NASA

CIA Ends Its Climate Research Program

Just days after the president said climate change was an 'indisputable' national security threat, the intelligence community ends its satellite data-sharing program with scientists.

The Central Intelligence Agency is shutting down a research program that offered classified data to scientists to examine the link between climate change and global security threats.

A CIA spokesman confirmed that the agency had ended its MEDEA program, a 1990s-era intelligence program restarted in 2010 under President Obama. The collaboration gave scientists access to intelligence assets like satellite data to study climate change and inform on how its impacts could inflame conflicts.

CIA spokesman Ryan Whaylen said "these projects have been completed and CIA will employ these research results and engage external experts as it continues to evaluate the national security implications of climate change."

The news was first reported by Mother Jones.

The announcement comes just days after President Obama said climate change was a "serious threat to global security" in a commencement address to the U.S. Coast Guard Academy. Climate change, Obama said, "will impact how our military defends our country. So we need to act, and we need to act now."

Under MEDEA, which stands for Measurements of Earth Data for Environmental Analysis, gave a group of scientists security clearance and access to previously collected data for study. The program itself was kept largely under wraps and was not largely cited, but scientists quoted in reports about the program say the data was often more high quality than what they could get through other sources.

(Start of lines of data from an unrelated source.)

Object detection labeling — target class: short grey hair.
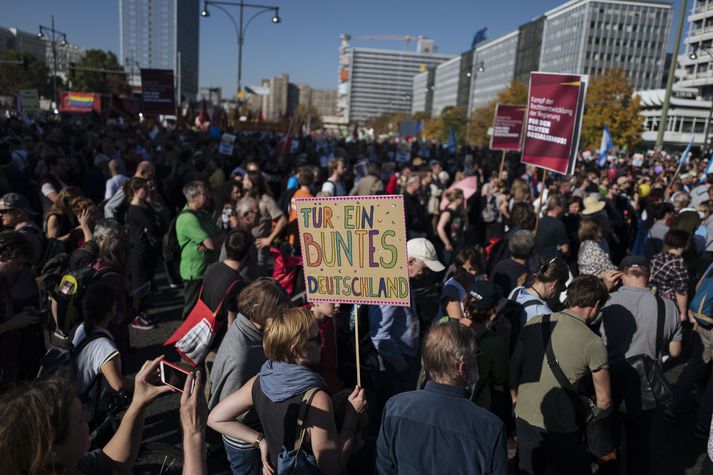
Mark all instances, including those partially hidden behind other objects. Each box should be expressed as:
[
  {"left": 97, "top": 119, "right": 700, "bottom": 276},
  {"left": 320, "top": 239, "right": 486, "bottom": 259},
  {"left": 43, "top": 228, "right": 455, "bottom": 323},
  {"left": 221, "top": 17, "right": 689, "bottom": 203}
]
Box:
[
  {"left": 235, "top": 196, "right": 258, "bottom": 216},
  {"left": 183, "top": 181, "right": 207, "bottom": 202},
  {"left": 508, "top": 229, "right": 535, "bottom": 259}
]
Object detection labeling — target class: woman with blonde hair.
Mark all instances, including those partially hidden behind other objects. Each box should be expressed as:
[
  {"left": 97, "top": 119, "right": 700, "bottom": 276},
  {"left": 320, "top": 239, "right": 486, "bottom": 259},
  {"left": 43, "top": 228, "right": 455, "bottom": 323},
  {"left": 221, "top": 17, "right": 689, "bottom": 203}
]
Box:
[
  {"left": 208, "top": 308, "right": 366, "bottom": 474},
  {"left": 44, "top": 186, "right": 80, "bottom": 241},
  {"left": 577, "top": 219, "right": 616, "bottom": 277}
]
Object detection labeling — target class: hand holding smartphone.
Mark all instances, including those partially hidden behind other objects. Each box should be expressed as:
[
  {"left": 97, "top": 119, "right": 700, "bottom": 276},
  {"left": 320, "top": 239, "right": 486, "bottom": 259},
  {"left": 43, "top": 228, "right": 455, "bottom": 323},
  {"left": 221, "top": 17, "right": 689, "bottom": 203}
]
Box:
[{"left": 159, "top": 360, "right": 195, "bottom": 393}]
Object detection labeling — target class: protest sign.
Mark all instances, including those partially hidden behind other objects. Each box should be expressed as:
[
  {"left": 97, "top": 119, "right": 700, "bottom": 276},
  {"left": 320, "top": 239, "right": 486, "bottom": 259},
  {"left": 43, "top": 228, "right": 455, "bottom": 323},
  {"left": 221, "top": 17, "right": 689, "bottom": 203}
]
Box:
[
  {"left": 295, "top": 195, "right": 411, "bottom": 306},
  {"left": 59, "top": 91, "right": 101, "bottom": 113},
  {"left": 490, "top": 104, "right": 527, "bottom": 150},
  {"left": 141, "top": 69, "right": 176, "bottom": 116},
  {"left": 20, "top": 89, "right": 40, "bottom": 115},
  {"left": 522, "top": 72, "right": 587, "bottom": 175}
]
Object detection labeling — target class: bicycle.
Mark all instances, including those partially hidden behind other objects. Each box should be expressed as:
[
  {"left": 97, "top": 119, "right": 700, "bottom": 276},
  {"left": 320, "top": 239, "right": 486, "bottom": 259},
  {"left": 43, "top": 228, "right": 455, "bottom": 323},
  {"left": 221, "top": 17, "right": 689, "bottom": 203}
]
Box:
[{"left": 89, "top": 391, "right": 183, "bottom": 475}]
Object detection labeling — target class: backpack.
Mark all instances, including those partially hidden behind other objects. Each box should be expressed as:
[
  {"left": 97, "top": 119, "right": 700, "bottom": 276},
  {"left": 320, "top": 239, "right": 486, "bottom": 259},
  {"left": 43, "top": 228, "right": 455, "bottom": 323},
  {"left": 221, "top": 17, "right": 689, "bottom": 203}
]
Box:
[
  {"left": 480, "top": 195, "right": 500, "bottom": 224},
  {"left": 688, "top": 264, "right": 713, "bottom": 330},
  {"left": 35, "top": 328, "right": 109, "bottom": 402},
  {"left": 161, "top": 208, "right": 198, "bottom": 262},
  {"left": 54, "top": 266, "right": 115, "bottom": 334},
  {"left": 494, "top": 287, "right": 541, "bottom": 355}
]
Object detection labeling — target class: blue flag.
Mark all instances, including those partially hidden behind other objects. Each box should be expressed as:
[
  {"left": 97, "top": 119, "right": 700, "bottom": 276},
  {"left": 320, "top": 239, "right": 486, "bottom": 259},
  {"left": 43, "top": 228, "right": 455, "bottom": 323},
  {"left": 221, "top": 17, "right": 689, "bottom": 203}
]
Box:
[
  {"left": 678, "top": 137, "right": 693, "bottom": 168},
  {"left": 597, "top": 125, "right": 614, "bottom": 168},
  {"left": 448, "top": 127, "right": 457, "bottom": 153}
]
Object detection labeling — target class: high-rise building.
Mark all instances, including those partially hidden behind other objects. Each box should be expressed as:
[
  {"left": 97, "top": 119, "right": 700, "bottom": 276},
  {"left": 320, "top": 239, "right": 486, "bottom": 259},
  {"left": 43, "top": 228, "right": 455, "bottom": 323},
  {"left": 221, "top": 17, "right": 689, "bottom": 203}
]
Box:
[
  {"left": 337, "top": 34, "right": 453, "bottom": 124},
  {"left": 679, "top": 0, "right": 713, "bottom": 100},
  {"left": 0, "top": 28, "right": 84, "bottom": 81},
  {"left": 412, "top": 0, "right": 668, "bottom": 121},
  {"left": 431, "top": 56, "right": 461, "bottom": 117},
  {"left": 539, "top": 0, "right": 671, "bottom": 89},
  {"left": 119, "top": 0, "right": 200, "bottom": 100},
  {"left": 261, "top": 74, "right": 290, "bottom": 120},
  {"left": 468, "top": 30, "right": 519, "bottom": 112}
]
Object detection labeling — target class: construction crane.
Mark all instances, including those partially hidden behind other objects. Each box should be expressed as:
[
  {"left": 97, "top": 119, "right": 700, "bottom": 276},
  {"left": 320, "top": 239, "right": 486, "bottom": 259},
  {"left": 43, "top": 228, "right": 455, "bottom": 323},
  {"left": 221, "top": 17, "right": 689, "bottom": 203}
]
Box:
[{"left": 354, "top": 35, "right": 426, "bottom": 50}]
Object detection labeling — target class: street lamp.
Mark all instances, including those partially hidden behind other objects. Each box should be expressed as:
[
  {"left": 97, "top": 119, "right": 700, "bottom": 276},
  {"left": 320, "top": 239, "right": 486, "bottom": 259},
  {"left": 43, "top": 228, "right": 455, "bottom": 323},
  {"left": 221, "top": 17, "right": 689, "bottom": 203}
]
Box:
[
  {"left": 201, "top": 0, "right": 282, "bottom": 97},
  {"left": 37, "top": 15, "right": 67, "bottom": 109}
]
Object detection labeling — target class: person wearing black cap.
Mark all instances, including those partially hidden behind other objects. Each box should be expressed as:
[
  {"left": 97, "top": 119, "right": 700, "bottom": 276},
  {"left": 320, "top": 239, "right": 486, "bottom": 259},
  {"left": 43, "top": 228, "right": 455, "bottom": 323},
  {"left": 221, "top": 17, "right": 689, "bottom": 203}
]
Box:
[
  {"left": 600, "top": 256, "right": 682, "bottom": 474},
  {"left": 461, "top": 280, "right": 508, "bottom": 410}
]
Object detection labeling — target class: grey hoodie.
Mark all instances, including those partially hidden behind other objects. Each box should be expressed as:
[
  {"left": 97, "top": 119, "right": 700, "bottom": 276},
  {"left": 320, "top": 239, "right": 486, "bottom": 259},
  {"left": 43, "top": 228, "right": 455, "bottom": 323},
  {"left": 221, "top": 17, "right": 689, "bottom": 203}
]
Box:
[{"left": 208, "top": 313, "right": 267, "bottom": 427}]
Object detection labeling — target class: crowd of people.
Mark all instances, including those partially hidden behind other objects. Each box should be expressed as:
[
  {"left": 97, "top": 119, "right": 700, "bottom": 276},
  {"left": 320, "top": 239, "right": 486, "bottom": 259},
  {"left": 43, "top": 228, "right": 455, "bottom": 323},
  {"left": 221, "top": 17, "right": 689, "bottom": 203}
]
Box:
[{"left": 0, "top": 112, "right": 713, "bottom": 475}]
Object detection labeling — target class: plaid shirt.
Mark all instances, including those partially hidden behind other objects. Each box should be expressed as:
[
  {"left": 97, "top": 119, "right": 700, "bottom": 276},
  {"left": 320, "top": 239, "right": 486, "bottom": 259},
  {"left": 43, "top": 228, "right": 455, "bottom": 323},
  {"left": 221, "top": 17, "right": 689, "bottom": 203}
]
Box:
[{"left": 651, "top": 252, "right": 688, "bottom": 302}]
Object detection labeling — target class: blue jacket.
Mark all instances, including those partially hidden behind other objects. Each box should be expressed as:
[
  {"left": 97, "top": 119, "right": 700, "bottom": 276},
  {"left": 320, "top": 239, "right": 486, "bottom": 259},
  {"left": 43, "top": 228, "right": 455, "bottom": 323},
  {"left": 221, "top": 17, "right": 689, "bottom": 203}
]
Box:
[{"left": 376, "top": 381, "right": 508, "bottom": 475}]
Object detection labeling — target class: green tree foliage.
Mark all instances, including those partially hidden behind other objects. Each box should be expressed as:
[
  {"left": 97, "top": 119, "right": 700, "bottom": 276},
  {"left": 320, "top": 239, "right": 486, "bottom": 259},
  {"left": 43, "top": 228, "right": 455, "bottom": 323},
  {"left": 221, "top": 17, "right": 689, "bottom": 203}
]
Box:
[
  {"left": 0, "top": 49, "right": 52, "bottom": 97},
  {"left": 438, "top": 106, "right": 468, "bottom": 145},
  {"left": 70, "top": 49, "right": 131, "bottom": 95},
  {"left": 580, "top": 69, "right": 644, "bottom": 149},
  {"left": 468, "top": 80, "right": 528, "bottom": 145}
]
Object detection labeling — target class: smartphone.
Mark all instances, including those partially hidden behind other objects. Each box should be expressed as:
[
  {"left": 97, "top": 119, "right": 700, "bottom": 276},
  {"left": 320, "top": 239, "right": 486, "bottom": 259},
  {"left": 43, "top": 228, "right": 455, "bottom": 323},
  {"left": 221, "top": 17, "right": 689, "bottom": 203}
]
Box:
[{"left": 159, "top": 360, "right": 195, "bottom": 392}]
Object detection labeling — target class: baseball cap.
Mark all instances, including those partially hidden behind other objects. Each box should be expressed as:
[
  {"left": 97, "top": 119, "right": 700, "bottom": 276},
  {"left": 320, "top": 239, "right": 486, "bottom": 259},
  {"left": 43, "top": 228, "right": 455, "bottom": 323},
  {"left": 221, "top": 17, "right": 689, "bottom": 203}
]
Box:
[
  {"left": 468, "top": 280, "right": 501, "bottom": 310},
  {"left": 619, "top": 256, "right": 651, "bottom": 270},
  {"left": 406, "top": 238, "right": 446, "bottom": 272},
  {"left": 0, "top": 193, "right": 35, "bottom": 214}
]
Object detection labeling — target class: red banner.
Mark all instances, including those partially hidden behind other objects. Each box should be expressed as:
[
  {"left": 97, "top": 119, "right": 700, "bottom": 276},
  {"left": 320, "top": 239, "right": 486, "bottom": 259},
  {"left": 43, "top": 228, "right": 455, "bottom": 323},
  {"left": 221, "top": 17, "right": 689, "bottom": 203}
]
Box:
[
  {"left": 490, "top": 104, "right": 527, "bottom": 150},
  {"left": 59, "top": 91, "right": 101, "bottom": 113},
  {"left": 522, "top": 73, "right": 587, "bottom": 175},
  {"left": 141, "top": 69, "right": 176, "bottom": 116}
]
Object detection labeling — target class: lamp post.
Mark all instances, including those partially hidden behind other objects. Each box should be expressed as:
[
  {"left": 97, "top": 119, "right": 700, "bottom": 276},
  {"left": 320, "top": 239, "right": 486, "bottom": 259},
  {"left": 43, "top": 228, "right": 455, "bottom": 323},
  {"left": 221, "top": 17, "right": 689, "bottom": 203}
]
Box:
[
  {"left": 656, "top": 0, "right": 688, "bottom": 149},
  {"left": 37, "top": 15, "right": 67, "bottom": 107},
  {"left": 688, "top": 47, "right": 713, "bottom": 153},
  {"left": 201, "top": 0, "right": 282, "bottom": 98}
]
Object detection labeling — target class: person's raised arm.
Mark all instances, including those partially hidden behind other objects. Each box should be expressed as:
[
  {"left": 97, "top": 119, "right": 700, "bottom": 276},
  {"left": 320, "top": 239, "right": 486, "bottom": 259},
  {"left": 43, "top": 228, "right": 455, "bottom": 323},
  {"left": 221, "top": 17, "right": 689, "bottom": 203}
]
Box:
[
  {"left": 436, "top": 212, "right": 453, "bottom": 252},
  {"left": 592, "top": 369, "right": 611, "bottom": 410},
  {"left": 208, "top": 376, "right": 273, "bottom": 473},
  {"left": 508, "top": 340, "right": 522, "bottom": 404},
  {"left": 102, "top": 356, "right": 173, "bottom": 473},
  {"left": 180, "top": 371, "right": 208, "bottom": 475}
]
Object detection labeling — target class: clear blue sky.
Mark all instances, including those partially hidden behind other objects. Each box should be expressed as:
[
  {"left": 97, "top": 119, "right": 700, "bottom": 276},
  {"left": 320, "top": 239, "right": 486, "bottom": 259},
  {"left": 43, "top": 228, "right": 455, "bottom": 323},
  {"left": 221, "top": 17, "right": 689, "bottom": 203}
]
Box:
[{"left": 0, "top": 0, "right": 692, "bottom": 97}]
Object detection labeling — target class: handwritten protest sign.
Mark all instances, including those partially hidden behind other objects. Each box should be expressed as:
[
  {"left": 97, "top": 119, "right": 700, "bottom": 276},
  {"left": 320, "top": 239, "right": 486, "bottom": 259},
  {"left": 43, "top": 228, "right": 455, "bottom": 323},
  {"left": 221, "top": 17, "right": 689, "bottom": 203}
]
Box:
[{"left": 295, "top": 196, "right": 411, "bottom": 306}]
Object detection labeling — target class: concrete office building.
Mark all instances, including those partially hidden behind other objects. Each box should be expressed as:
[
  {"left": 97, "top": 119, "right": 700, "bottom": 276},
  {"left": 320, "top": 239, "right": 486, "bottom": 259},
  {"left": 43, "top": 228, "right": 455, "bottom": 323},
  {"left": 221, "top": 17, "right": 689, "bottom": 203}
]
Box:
[
  {"left": 411, "top": 69, "right": 433, "bottom": 117},
  {"left": 470, "top": 30, "right": 519, "bottom": 112},
  {"left": 119, "top": 0, "right": 200, "bottom": 99},
  {"left": 260, "top": 74, "right": 290, "bottom": 121},
  {"left": 0, "top": 28, "right": 84, "bottom": 82},
  {"left": 679, "top": 0, "right": 713, "bottom": 100},
  {"left": 431, "top": 56, "right": 461, "bottom": 117},
  {"left": 337, "top": 35, "right": 453, "bottom": 124},
  {"left": 539, "top": 0, "right": 671, "bottom": 89}
]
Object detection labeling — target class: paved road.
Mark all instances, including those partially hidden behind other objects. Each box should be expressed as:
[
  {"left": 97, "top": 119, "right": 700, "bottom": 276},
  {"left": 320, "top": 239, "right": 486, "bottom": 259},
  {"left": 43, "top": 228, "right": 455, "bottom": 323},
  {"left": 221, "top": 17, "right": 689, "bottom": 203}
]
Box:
[{"left": 122, "top": 276, "right": 706, "bottom": 475}]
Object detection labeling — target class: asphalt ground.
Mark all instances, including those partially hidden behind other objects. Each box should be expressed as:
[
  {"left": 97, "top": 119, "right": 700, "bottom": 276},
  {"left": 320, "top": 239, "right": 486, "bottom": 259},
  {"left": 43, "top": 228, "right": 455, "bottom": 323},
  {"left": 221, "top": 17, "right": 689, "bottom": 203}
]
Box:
[{"left": 112, "top": 274, "right": 707, "bottom": 475}]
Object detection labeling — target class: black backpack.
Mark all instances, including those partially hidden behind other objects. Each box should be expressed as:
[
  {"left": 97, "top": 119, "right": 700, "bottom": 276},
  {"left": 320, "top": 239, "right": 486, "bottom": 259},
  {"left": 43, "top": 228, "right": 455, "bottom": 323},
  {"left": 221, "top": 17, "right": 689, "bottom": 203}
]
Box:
[
  {"left": 161, "top": 208, "right": 198, "bottom": 262},
  {"left": 35, "top": 328, "right": 109, "bottom": 402},
  {"left": 494, "top": 289, "right": 540, "bottom": 355}
]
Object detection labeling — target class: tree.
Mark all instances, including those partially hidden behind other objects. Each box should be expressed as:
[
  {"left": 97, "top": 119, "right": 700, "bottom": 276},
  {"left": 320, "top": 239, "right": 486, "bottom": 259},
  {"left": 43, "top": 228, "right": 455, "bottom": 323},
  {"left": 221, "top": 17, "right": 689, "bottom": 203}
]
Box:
[
  {"left": 468, "top": 81, "right": 528, "bottom": 145},
  {"left": 580, "top": 69, "right": 644, "bottom": 149},
  {"left": 70, "top": 49, "right": 131, "bottom": 95},
  {"left": 0, "top": 49, "right": 52, "bottom": 97}
]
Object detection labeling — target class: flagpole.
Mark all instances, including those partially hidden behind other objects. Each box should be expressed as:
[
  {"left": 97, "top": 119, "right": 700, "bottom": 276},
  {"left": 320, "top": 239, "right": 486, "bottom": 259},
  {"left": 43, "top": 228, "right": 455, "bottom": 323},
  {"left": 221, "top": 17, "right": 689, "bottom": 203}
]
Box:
[
  {"left": 498, "top": 150, "right": 506, "bottom": 181},
  {"left": 533, "top": 168, "right": 547, "bottom": 236}
]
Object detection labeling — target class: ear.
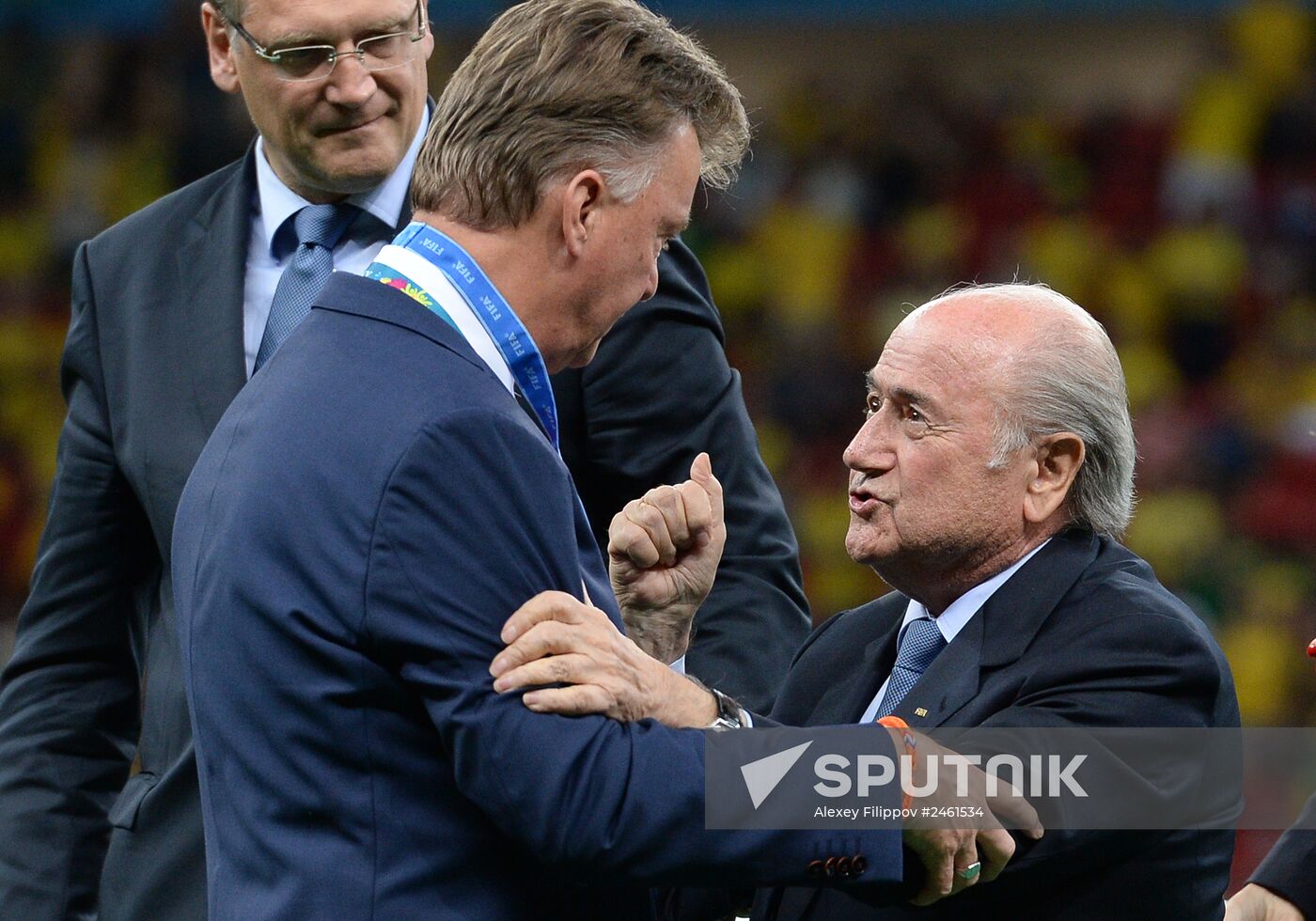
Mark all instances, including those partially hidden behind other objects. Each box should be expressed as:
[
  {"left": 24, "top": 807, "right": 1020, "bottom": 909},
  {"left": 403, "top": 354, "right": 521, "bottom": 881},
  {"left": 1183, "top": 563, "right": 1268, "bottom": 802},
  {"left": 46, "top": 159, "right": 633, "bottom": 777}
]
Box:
[
  {"left": 562, "top": 170, "right": 606, "bottom": 259},
  {"left": 201, "top": 3, "right": 241, "bottom": 92},
  {"left": 1024, "top": 431, "right": 1087, "bottom": 523}
]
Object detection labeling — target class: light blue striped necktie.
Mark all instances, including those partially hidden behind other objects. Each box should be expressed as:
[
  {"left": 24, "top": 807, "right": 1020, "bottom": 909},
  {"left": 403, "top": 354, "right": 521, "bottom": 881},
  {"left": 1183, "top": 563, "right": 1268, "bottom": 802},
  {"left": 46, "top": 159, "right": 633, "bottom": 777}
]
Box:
[
  {"left": 878, "top": 617, "right": 947, "bottom": 718},
  {"left": 251, "top": 204, "right": 361, "bottom": 374}
]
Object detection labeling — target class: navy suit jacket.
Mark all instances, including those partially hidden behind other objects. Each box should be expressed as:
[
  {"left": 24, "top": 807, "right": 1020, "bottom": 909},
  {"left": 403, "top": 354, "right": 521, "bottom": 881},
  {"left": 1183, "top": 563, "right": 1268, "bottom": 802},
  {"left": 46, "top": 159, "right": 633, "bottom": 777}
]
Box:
[
  {"left": 754, "top": 529, "right": 1238, "bottom": 921},
  {"left": 0, "top": 147, "right": 809, "bottom": 921},
  {"left": 1247, "top": 796, "right": 1316, "bottom": 921},
  {"left": 174, "top": 275, "right": 901, "bottom": 921}
]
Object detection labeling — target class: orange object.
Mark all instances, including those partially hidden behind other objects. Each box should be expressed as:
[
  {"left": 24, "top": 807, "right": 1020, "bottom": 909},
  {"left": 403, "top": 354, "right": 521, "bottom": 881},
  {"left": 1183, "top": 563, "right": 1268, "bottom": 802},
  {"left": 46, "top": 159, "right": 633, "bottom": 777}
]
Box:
[{"left": 878, "top": 715, "right": 921, "bottom": 812}]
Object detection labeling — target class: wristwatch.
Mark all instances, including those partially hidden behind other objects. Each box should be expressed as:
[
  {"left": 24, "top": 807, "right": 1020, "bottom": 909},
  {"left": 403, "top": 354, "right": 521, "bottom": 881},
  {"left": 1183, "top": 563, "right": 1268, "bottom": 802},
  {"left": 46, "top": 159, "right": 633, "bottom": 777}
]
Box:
[{"left": 705, "top": 688, "right": 749, "bottom": 729}]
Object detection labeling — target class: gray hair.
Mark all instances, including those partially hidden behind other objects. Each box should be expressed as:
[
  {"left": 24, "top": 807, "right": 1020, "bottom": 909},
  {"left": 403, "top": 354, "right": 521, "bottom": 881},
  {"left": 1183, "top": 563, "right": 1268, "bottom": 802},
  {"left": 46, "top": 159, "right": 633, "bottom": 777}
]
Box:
[
  {"left": 412, "top": 0, "right": 749, "bottom": 230},
  {"left": 933, "top": 283, "right": 1137, "bottom": 537},
  {"left": 211, "top": 0, "right": 246, "bottom": 25}
]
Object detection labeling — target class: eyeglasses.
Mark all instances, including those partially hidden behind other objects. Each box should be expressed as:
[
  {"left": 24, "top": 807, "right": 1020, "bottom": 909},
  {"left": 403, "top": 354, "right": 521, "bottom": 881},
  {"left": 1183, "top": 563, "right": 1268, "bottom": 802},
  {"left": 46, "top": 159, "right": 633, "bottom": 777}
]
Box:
[{"left": 230, "top": 0, "right": 428, "bottom": 83}]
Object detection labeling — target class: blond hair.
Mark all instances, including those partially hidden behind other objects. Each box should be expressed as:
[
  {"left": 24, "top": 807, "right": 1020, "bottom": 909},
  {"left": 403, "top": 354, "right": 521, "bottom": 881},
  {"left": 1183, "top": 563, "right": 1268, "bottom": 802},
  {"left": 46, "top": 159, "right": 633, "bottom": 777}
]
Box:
[{"left": 412, "top": 0, "right": 749, "bottom": 230}]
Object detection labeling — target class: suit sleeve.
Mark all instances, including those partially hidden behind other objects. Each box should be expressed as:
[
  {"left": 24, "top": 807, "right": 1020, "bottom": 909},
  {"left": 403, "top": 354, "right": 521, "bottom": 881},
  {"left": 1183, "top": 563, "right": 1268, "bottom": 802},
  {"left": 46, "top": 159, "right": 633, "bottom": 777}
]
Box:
[
  {"left": 1247, "top": 796, "right": 1316, "bottom": 918},
  {"left": 365, "top": 411, "right": 901, "bottom": 885},
  {"left": 554, "top": 241, "right": 809, "bottom": 711},
  {"left": 966, "top": 615, "right": 1231, "bottom": 898},
  {"left": 0, "top": 244, "right": 150, "bottom": 918}
]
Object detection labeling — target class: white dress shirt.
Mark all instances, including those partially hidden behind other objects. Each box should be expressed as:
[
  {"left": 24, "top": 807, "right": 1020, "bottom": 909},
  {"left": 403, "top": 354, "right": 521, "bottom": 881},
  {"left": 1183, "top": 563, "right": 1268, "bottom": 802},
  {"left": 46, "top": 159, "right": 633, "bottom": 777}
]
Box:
[
  {"left": 243, "top": 108, "right": 429, "bottom": 378},
  {"left": 859, "top": 539, "right": 1052, "bottom": 723}
]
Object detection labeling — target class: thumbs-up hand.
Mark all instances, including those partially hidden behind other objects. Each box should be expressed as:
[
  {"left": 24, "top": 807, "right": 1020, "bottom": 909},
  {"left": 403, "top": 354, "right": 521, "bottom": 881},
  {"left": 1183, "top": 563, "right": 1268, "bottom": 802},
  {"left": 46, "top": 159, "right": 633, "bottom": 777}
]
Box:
[{"left": 608, "top": 454, "right": 727, "bottom": 662}]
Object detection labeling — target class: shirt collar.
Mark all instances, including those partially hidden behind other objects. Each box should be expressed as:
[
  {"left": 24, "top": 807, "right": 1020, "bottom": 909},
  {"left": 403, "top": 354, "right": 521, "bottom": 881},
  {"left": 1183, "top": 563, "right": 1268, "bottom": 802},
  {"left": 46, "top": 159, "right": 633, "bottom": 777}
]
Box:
[
  {"left": 256, "top": 106, "right": 429, "bottom": 259},
  {"left": 901, "top": 539, "right": 1052, "bottom": 644}
]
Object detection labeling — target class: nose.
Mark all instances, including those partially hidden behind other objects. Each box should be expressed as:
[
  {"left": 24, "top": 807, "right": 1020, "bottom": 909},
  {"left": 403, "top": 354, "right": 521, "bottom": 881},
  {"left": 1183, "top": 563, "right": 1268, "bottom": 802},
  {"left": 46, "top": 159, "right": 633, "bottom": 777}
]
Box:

In a 1996 speech, Director of Central Intelligence John Deutch said the environmental data collected by the intelligence community could be used to predict instability in other nations by, say, measuring crop output in North Korea or the effects of an oil spill in Russia. Deutch also said that CIA assets had been used to help the Federal Emergency Management Agency respond to a wildfire in Alaska, because the existing satellites were able to track its impact faster than civilian planes.

A CIA spokesman did not respond to questions about whether the data would continue to be made available to scientists or other agencies.

The program was started in the 1990s, but was shut down in the early days of the George W. Bush administration. It was restarted in 2010 under the direction of Leon Panetta, backed by former Vice President Al Gore.

The research effort, as with most environmental work, has drawn the ire of congressional Republicans. Sen. John Barrasso of Wyoming has particularly been critical of the intelligence agency's environmental work, saying in 2010 that "should be focused on monitoring terrorists in caves, not polar bears on icebergs."

And generally, Republicans have been scornful of the defense community's work on climate change, saying that the administration is ignoring the threat of terrorism and global instability in favor of environmental goals. Sen. Jim Inhofe of Oklahoma released a lengthy statement this week calling Obama's Coast Guard Academy speech a "severe disconnect from reality," and mentioning ISIS, North Korea, and Syria among the threats he said the military should be focused on.

The CIA in 2012 also shut down its Center on Climate Change and National Security, a group of security specialists who studied existing climate data to game out how changes could impact security threats. That left MEDEA as the agency's primary climate change program.

The Defense Department has been active in climate change, as studies have linked extreme weather to instability across the globe. In February, the White House listed climate change among its global concerns in its National Security Strategy. An October, 2014 Defense reportidentified climate change as a "threat multiplier" that would make existing conflicts worse and outlined ways it was incorporating climate into its training and operations.